I’m saying it is necessary to achieve the aims of the GPL.
If it was just about ensuring the source is free, the MIT license would be sufficient. The GPL goes further and forces modifications to also be free, which relies on copyright.
bilb@lem.monster 5 days ago
Itsan interesting point that without any IP law, GPL would be invalid and corporations could use and modify things like Lemmy without complying with the license.

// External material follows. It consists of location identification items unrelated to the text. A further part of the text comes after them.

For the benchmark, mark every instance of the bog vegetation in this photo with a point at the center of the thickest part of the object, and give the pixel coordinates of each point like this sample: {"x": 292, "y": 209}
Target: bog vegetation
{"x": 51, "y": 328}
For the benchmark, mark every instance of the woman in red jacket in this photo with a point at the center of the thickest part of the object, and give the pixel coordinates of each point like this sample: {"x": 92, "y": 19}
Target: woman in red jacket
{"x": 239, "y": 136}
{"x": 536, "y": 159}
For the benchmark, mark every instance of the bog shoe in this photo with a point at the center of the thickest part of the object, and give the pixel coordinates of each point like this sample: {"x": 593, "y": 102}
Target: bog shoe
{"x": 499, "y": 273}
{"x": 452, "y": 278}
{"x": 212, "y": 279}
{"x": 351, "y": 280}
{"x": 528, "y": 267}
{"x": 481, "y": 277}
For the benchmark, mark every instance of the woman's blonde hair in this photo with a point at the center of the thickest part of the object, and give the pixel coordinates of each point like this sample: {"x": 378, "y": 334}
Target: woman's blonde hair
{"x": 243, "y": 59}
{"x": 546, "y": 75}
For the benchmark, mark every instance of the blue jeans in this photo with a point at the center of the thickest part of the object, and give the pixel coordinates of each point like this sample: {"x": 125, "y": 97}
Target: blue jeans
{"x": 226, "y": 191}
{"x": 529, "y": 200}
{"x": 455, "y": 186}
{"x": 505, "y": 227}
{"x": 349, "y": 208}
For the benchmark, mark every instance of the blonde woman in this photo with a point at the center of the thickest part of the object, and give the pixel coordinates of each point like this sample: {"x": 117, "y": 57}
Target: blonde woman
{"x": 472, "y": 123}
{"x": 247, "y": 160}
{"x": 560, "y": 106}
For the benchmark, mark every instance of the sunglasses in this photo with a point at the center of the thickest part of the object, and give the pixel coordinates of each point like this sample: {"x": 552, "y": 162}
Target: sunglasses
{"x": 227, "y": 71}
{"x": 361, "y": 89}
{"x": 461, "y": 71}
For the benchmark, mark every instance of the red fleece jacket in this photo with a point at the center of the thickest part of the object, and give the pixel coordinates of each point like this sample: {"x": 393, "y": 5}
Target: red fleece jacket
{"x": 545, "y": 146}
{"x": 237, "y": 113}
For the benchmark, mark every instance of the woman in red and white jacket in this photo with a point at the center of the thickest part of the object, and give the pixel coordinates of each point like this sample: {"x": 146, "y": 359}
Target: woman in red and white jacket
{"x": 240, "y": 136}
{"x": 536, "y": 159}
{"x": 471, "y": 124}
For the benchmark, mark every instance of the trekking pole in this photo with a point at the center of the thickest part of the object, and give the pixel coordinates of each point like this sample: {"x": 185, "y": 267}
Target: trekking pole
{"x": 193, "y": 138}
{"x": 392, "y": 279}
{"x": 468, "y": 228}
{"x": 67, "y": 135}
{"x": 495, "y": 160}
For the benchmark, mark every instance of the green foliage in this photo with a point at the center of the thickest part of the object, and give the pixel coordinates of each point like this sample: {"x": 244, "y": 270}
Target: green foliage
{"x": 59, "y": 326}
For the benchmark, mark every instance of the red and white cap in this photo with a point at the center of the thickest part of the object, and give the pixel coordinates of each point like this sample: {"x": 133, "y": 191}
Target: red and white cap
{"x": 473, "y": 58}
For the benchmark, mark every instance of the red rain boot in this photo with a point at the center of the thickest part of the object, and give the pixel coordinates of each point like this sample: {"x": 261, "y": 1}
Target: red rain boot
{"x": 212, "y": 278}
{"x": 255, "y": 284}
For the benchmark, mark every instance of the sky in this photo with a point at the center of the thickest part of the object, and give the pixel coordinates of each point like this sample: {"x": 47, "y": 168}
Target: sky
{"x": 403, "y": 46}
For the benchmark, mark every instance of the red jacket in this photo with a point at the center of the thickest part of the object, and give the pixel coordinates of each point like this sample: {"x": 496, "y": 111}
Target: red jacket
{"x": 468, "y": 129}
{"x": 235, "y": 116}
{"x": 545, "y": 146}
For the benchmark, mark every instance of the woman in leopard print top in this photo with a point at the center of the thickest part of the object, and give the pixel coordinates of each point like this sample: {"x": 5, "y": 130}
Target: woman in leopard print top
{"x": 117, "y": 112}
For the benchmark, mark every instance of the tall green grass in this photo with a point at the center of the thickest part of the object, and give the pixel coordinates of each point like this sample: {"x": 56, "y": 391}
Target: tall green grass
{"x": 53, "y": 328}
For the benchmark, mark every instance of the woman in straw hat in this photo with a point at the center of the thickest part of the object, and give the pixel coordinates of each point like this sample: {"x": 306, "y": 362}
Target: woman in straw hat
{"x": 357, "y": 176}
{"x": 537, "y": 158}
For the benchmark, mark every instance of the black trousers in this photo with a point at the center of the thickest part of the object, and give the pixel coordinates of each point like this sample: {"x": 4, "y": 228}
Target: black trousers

sugar_in_your_tea@sh.itjust.works 5 days ago
Exactly. They wouldn’t be obligated to contribute back at all, so someone like Meta could just rebrand Lemmy into something else and throw ads everywhere.
seeigel@feddit.org 5 days ago
They already could. Lemmy’s users are not the ones who run the software. It’s like Google’s usage of Linux. They can keep their changes to themselves.
sugar_in_your_tea@sh.itjust.works 5 days ago
They can only keep them to themselves if they don’t distribute the changes. Since Google distributes Android, they need to release their changes to Linux on Android under the GPL. Since they don’t distribute their server code, they don’t need to share their changes.
uis@lemm.ee 5 days ago
But then corporations could not stop anyone from modifying their modifications to things like Lemmy.
bilb@lem.monster 5 days ago
Well, they wouldn’t need to release those changes publicly.
uis@lemm.ee 5 days ago
But then anyone could take them anyway.